Your assumption here is wrong, at least with how Django is set up when it's running within an async context. Along with the emphasis I put above and quoting from a couple paragraphs before the one you quoted:
If you use
asyncio.run()
or similar, it will fall back to running thread-sensitive functions in a single, shared thread, but this will not be the main thread.
Again, note the keywords here: "single, shared thread", not a new thread.
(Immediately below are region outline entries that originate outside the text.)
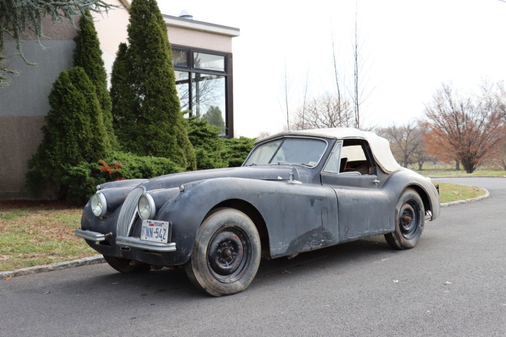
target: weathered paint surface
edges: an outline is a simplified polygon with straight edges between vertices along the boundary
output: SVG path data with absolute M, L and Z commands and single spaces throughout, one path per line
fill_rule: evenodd
M 331 141 L 329 145 L 323 159 L 330 155 Z M 313 168 L 266 165 L 206 170 L 104 184 L 101 191 L 106 195 L 109 210 L 99 219 L 92 213 L 89 202 L 83 213 L 81 229 L 111 233 L 100 244 L 88 241 L 103 254 L 173 266 L 188 260 L 197 231 L 209 212 L 233 201 L 240 201 L 241 206 L 260 214 L 272 258 L 393 231 L 395 205 L 407 187 L 417 190 L 426 209 L 432 211 L 433 219 L 439 214 L 436 189 L 412 171 L 400 170 L 387 175 L 374 167 L 369 175 L 326 174 L 321 172 L 324 163 L 322 160 Z M 290 179 L 294 173 L 296 181 Z M 176 244 L 176 251 L 125 249 L 115 244 L 121 205 L 138 185 L 153 197 L 157 210 L 153 220 L 172 222 L 172 241 Z M 181 185 L 183 192 L 179 189 Z M 132 236 L 140 235 L 141 223 L 139 219 L 134 224 Z

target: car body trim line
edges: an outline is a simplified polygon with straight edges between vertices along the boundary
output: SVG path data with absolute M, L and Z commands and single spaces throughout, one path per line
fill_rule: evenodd
M 141 240 L 138 237 L 117 236 L 116 237 L 116 243 L 119 246 L 139 248 L 154 251 L 175 251 L 176 250 L 175 242 L 170 243 L 152 242 Z
M 91 240 L 91 241 L 105 241 L 105 234 L 98 233 L 98 232 L 85 231 L 79 228 L 76 228 L 75 235 L 79 237 L 82 237 L 85 240 Z

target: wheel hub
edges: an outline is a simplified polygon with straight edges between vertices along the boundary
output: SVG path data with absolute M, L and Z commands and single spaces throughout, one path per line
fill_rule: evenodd
M 409 239 L 416 232 L 418 220 L 417 210 L 408 202 L 402 205 L 399 213 L 400 229 L 404 237 Z
M 230 275 L 237 270 L 243 256 L 241 239 L 233 232 L 228 231 L 213 238 L 207 251 L 211 269 L 222 276 Z

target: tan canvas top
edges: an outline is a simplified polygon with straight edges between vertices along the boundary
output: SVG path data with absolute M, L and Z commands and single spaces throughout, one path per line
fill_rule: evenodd
M 392 154 L 390 145 L 388 140 L 370 131 L 362 131 L 353 128 L 331 128 L 284 131 L 262 139 L 257 141 L 257 143 L 264 142 L 267 140 L 285 135 L 314 136 L 333 139 L 344 139 L 346 138 L 365 139 L 370 145 L 374 159 L 383 172 L 386 173 L 392 173 L 397 171 L 401 167 Z

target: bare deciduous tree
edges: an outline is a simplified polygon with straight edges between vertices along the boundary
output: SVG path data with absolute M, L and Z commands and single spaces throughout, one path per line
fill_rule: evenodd
M 381 134 L 390 141 L 392 153 L 402 166 L 406 167 L 410 161 L 414 161 L 415 154 L 419 157 L 423 155 L 420 150 L 423 138 L 420 129 L 414 121 L 400 127 L 394 123 L 383 129 Z
M 500 91 L 486 83 L 476 97 L 465 97 L 443 84 L 426 105 L 426 119 L 420 123 L 432 132 L 432 148 L 453 156 L 468 173 L 490 158 L 506 131 Z
M 343 101 L 326 93 L 307 102 L 295 112 L 292 128 L 296 130 L 355 126 L 353 110 L 349 101 Z

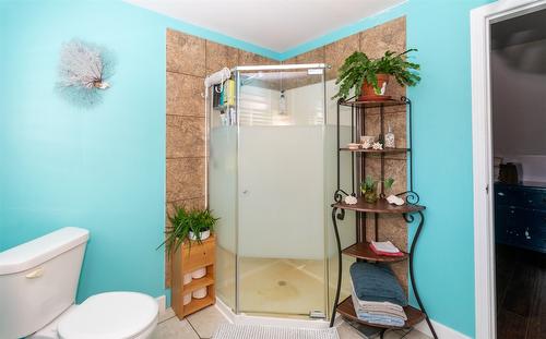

As for "why", this is to ensure that legacy synchronous applications that may not be thread-safe, or things that can be used in a multithreaded environment but has invariants that can't be violated, such as SQLite, where it "can be safely used by multiple threads provided that no single database connection nor any object derived from database connection, such as a prepared statement, is used in two or more threads at the same time."
Another point from your question need addressing:
And as I know since the GIL still exist accessing one object from multiple thread should be thread safe.
Again, GIL might only protect pure Python code, but it does absolutely nothing about C libraries that Python uses, because the invariants as specified by SQLite cannot be upheld by the GIL.
To ensure safer usage of an SQLite connection, it's typical to use threadlocals to establish a connection, where that connection object wouldn't typically be easily used in a different thread. While in Django's ORM usage of it, there simply don't support async yet, quote:
We’re still working on async support for the ORM and other parts of Django. You can expect to see this in future releases. For now, you can use the
sync_to_async()
adapter to interact with the sync parts of Django. There is also a whole range of async-native Python libraries that you can integrate with.
I will presume Django uses threadlocals within the dedicated sync thread (I am not expending time to look this up; you can go figure this out) to ensure that the connection set up inside that one dedicated thread don't get copied/cloned out of there which will violate SQLite's thread-safety invariant. And so, to have access to the database connection or to do ORM in Django, the use of sync_to_async()
is a must.
Finally, the way Django has set this up has nothing to do with performance, but has everything to do with interoperability with non-sync and non-threadsafe code that is peppered within itself and elsewhere in Python's ecosystem.
So, if you want something "healthy" according to definitions given in your comment, Django shouldn't be your choice.